In this case, a multitude of experimentally derived structures for GA and GB and detectable sequence similarity within this group reasonably limit the fold search to these topologies. Crossing fold assignments for GA95 and GB95 enables interrogation of side chain packing for the three nonidentical residues (Figure 2). The clash occurring between F30 and A20 when the nonidentities from T0499 are applied to the structure of GA95 (Figure 2, right) implicates an incorrect fold to predictors. Conversely, minimal steric clashes emerge when the T0498 sequence is applied to the structure of GB95 (Figure 2, left). This absence of incriminating evidence for the T0498 GB95 sequence fold pair could mislead predictors to select this fold topology.

Out of over 150 contributing teams, four groups recognized the difference in fold caused by three nonidentical residues in the 56 amino acid proteins: HHpred, FOLDpro, Feig, and Coma. The accurate predictions of these groups demonstrate sensitivity to subtle changes affecting folding not previously demonstrated in a bona fide blind prediction scenario.

HHpred

The Söding group uses HMM emission sequences to evaluate target template matches. The emission sequence of HMMs includes position-specific insertion and deletion probabilities along with the sequence distributions found in multiple sequence alignment profiles. HHsearch specifically includes secondary structures via a substitution matrix derived from comparing measurements on the template to target predictions and to the confidence thereof. To interrogate alignments, the HHsearch method maximizes the coemission log-odds probability for the pair of HMMs derived for a given protein pair.
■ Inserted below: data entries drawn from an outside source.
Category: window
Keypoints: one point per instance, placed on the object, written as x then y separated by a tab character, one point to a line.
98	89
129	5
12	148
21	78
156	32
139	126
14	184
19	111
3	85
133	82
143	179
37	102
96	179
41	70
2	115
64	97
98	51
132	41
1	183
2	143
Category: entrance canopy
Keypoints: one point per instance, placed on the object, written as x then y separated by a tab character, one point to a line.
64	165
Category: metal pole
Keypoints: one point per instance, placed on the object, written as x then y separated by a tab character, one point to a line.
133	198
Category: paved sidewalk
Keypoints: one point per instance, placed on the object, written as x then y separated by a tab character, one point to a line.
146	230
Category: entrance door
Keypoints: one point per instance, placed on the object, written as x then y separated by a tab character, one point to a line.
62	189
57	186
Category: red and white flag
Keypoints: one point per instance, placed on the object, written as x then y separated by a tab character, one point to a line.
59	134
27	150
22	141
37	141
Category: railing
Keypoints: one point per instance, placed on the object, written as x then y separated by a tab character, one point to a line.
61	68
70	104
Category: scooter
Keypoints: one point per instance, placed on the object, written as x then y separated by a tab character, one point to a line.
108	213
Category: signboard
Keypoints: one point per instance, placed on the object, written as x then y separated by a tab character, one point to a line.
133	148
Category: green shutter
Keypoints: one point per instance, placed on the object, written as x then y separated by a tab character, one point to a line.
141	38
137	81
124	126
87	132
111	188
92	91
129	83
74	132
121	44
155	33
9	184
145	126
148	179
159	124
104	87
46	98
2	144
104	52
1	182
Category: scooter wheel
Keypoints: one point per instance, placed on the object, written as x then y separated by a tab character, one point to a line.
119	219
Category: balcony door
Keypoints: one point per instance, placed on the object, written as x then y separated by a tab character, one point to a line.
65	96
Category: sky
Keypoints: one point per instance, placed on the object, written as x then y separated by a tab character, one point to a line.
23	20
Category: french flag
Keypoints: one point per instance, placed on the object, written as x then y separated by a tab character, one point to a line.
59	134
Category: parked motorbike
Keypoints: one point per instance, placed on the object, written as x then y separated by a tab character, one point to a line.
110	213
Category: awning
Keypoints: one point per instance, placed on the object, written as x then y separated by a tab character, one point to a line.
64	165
HHsearch directs the structural similarity search hierarchically by searching databases of alignments organized by fold family rather than lists of disconnected sequences [12]. The CSI-BLAST (context-specific iterative basic local alignment search tool) sequence similarity search method recently published by the group was likely used to build the profile input to the HMMs for each alignment [13].

FOLDpro

The Cheng group uses a supervised classification approach previously used for fold classification, invoking support vector machines to combine global profile-profile alignment, secondary structure, solvent accessibility, contact map, and strand hydrogen bond pairing [14].

Feig

The Feig group used a very typical set of methods, including fold recognition functions overlapping those in LOMETS (including HHsearch/HHpred), standard model construction, and a modified cluster calculation using a standard discriminatory potential function [15]. Other promising work by this group in the refinement category includes the use of an implicit continuum dielectric solvent based on generalized Born theory to drive lattice-based course grain searches, Monte Carlo molecular dynamics, and restrained normal mode sampling [16].

Coma

The Venclovas group invokes a profile comparison method for detection of distant evolutionary relationships across profile databases, adding a modified two-level SEG (segment sequences by local complexity) algorithm to filter noninformative profile regions, variable gap penalties, and adaptive parameterization. The underlying sequence similarity search is driven by their PSI-BLAST-ISS (position-specific iterative BLAST intermediate sequence search), which evaluates and refines output profile alignments [17]. The manual submissions by this group displayed the overall best performance in CASP8.

Future directions

A handful of the automated algorithms were able to recognize the fold switch caused by the three nonidentical residues of GA95 and GB95 (Figure 2). However, the experimentally unobserved 60% of naturally occurring proteins [6] and the prospect of designing new folds heralded by Top7 [18] demand more methods sensitive enough to detect subtle triggers in fold switching and predict previously unobserved topologies.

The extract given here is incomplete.